Beh, cose misteriose o eroiche, a quanto pare. Circolano voci di gente salvata dalla sua apparizione, di complotti sventati, di vampiri impalettati, di antichi tesori ritrovati.
In pratica, questo tizio nel tempo libero fa cose inumane e quando ritorna in arena cerca di dare il cento percento anche se negli ultimi tre giorni è stato morso dai vampiri.

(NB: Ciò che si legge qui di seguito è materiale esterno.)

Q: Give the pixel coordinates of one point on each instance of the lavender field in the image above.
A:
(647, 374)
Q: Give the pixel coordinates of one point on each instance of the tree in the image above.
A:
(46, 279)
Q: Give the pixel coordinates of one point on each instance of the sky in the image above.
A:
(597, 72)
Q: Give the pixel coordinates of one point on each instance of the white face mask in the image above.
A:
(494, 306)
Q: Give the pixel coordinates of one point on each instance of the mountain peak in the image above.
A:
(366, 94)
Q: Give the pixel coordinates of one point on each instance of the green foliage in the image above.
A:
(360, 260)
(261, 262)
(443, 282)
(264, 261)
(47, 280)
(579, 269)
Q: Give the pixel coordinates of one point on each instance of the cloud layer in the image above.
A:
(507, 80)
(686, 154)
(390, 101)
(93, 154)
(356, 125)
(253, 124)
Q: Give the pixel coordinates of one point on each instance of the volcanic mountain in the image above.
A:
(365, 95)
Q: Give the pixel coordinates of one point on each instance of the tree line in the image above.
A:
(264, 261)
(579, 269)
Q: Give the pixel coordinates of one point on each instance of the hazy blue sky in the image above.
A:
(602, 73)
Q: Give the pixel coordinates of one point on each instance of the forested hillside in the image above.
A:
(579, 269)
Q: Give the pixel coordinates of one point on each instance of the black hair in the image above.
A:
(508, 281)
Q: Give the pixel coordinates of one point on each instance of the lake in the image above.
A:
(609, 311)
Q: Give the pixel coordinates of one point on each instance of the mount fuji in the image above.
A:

Lo sanno tutti, che è stato morso: si vedevano chiaramente i fori sulla sua mano destra, freschi e rossi, alla distanza giusta per essere i canini di un non-morto di taglia media, e lui era pallido come solo un anemico può essere. Tuttavia si era ripreso in fretta.
Tagliando corto, per non dover perdere troppo tempo a raccontarvi le cose straordinarie che contribuirono a creare la fama di Undertaker, quest'uomo è una leggenda vivente. Se volesse diventare il nuovo imperatore di Cactoria gli basterebbe chiederlo gentilmente e lo potrebbero tranquillamente eleggere per acclamazione.
In realtà ci sono persone più famose di lui, ma nessuno così... iconico. E poi, francamente, non me ne importerebbe niente di quanto è o non è famoso, perché è comunque il mio atleta preferito. La mia persona preferita in assoluto dopo papà, con la differenza che mio padre non fa paura, mentre Undertaker sì.
E quindi adesso potete capire a grandi linee cosa provavo sapendo che fra un mese e mezzo la leggenda vivente sarebbe passata nella nostra taverna.
Un misto irresistibile di eccitazione, ammirazione, trepidazione e paura. E se mi avesse rivolto la parola? E se invece non l'avesse fatto?
Probabilmente non gliene importava niente di una cameriera sedicenne in una taverna in cui aveva solo mandato ad alloggiare il suo cavallo. Anzi, leviamo quel “probabilmente”: sicuramente non gliene importava niente.